Four Gippsland Councils commit to explore shared services
Four councils across Gippsland are investing in an innovative operating model that aims to maintain service levels while reducing duplication, improving efficiency and increasing savings.
Bass Coast, East Gippsland, South Gippsland and Wellington Shire Councils have all committed to explore the potential establishment of a ‘shared services’ entity that may eventually deliver their combined back-office/corporate services and IT functions into the future. It is expected that a three-year transition period would be required to set-up the shared services entity. Over the next 12 months the four councils will explore how the new entity could operate.
To date, the councils have worked collaboratively on a high-level business case and proposed model that identifies savings to their operations and ultimately, to the community. Another benefit once established, is that the shared services entity may attract future income-generating opportunities by offering its services to other organisations.

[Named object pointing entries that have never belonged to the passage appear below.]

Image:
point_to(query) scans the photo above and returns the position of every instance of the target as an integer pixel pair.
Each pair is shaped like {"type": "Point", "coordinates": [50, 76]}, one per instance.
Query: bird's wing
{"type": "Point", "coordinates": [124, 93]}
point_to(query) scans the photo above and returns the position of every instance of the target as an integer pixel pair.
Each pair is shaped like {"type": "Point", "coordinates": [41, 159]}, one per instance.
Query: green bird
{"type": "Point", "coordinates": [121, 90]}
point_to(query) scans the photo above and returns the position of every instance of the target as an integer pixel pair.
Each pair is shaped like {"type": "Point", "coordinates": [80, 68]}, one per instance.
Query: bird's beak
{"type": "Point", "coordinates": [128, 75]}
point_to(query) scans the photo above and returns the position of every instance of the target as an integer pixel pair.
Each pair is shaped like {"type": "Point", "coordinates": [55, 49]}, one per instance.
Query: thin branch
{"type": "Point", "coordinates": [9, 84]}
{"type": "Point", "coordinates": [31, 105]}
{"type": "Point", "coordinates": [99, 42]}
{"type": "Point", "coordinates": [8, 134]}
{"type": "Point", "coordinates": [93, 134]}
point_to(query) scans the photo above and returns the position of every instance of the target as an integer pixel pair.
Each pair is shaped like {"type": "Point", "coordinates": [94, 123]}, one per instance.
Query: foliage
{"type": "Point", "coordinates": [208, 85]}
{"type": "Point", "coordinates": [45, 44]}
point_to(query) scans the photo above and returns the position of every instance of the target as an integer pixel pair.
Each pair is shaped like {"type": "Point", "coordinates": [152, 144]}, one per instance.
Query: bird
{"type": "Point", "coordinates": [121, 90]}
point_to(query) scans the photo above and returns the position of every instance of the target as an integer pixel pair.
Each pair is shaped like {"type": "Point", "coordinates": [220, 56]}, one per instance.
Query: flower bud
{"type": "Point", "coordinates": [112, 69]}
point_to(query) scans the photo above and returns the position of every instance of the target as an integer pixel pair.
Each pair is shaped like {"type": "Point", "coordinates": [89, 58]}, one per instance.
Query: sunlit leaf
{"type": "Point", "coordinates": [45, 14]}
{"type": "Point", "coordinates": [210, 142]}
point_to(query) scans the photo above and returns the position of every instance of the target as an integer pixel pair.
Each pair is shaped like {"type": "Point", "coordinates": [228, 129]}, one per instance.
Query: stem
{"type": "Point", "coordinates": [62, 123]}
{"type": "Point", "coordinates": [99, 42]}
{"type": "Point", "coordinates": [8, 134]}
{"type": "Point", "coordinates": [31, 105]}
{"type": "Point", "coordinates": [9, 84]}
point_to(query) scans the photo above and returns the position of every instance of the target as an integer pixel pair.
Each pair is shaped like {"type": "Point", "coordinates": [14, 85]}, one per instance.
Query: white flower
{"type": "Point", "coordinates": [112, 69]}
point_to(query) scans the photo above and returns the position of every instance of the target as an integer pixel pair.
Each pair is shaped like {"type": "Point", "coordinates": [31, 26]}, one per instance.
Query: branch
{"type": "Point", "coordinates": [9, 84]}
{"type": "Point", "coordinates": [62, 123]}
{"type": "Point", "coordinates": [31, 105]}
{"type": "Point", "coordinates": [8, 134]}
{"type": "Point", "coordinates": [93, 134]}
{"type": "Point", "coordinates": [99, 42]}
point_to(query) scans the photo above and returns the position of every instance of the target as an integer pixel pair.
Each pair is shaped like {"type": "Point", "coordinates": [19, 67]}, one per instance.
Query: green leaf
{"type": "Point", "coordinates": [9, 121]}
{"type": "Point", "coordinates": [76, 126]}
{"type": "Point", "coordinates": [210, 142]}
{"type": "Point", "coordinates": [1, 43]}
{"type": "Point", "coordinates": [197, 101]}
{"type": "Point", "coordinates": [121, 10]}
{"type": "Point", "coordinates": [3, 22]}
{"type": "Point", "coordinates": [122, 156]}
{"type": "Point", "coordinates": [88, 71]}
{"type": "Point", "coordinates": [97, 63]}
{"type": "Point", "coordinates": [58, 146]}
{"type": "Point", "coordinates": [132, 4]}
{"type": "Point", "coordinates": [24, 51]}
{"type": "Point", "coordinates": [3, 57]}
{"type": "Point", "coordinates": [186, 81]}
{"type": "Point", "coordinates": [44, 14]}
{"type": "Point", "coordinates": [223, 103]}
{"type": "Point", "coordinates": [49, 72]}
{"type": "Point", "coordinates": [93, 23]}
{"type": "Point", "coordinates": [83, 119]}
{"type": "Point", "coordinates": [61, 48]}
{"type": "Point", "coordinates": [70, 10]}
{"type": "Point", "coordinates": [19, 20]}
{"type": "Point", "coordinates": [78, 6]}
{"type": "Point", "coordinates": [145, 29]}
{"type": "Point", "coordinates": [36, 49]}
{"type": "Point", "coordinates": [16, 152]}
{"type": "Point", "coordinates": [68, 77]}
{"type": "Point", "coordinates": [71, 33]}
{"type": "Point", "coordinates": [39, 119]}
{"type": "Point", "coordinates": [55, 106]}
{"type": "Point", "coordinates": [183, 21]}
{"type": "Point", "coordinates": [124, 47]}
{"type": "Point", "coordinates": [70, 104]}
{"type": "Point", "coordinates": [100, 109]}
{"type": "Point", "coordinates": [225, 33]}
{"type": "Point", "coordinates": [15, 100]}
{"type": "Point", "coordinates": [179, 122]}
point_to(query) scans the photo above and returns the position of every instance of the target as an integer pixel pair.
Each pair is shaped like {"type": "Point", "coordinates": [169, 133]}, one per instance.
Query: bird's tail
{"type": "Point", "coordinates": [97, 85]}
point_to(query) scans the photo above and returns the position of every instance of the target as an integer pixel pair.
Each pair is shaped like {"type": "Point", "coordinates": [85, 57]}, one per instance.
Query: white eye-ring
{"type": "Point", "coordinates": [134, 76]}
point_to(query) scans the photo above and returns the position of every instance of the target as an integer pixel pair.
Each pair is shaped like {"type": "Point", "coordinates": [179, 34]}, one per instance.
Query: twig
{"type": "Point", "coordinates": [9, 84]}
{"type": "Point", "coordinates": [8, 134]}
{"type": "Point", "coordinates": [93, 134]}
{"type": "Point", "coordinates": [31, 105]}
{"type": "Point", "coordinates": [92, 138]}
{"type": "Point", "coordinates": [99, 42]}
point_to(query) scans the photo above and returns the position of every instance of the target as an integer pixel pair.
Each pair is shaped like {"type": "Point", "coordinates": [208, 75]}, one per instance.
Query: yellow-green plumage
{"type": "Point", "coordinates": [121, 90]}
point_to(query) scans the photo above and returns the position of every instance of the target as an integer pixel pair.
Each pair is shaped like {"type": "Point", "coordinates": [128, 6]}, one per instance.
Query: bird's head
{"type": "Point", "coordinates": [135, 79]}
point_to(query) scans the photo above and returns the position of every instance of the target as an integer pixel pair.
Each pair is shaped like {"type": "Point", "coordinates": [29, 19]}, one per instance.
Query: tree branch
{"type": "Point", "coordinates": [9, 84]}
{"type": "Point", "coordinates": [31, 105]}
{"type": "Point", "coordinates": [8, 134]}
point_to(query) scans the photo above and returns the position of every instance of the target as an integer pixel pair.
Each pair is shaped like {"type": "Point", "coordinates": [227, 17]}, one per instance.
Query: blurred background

The Municipal Association of Victoria and Local Government Victoria are supportive of councils pursuing genuine shared services, not just council collaboration, as the way forward for local government.
The four Councils will seek to take advantage of funding available through the Victorian Government’s $20 million Rural and Regional Council Transformation Program, which aims to support projects that will help make Victoria’s regional and rural councils and the services they deliver more sustainable.
It is likely that the new entity will employ fewer staff to deliver each shared service function than the four councils combined do now. The next 12 months will determine which services may be potentially included in a shared service and each Council can decide the services they wish to identify by then.
For the communities across the four Shires it will be ‘business as usual’ when it comes to their day-to-day dealings with their council. The changes that may take place will be in the back-office functions rather than direct service delivery roles.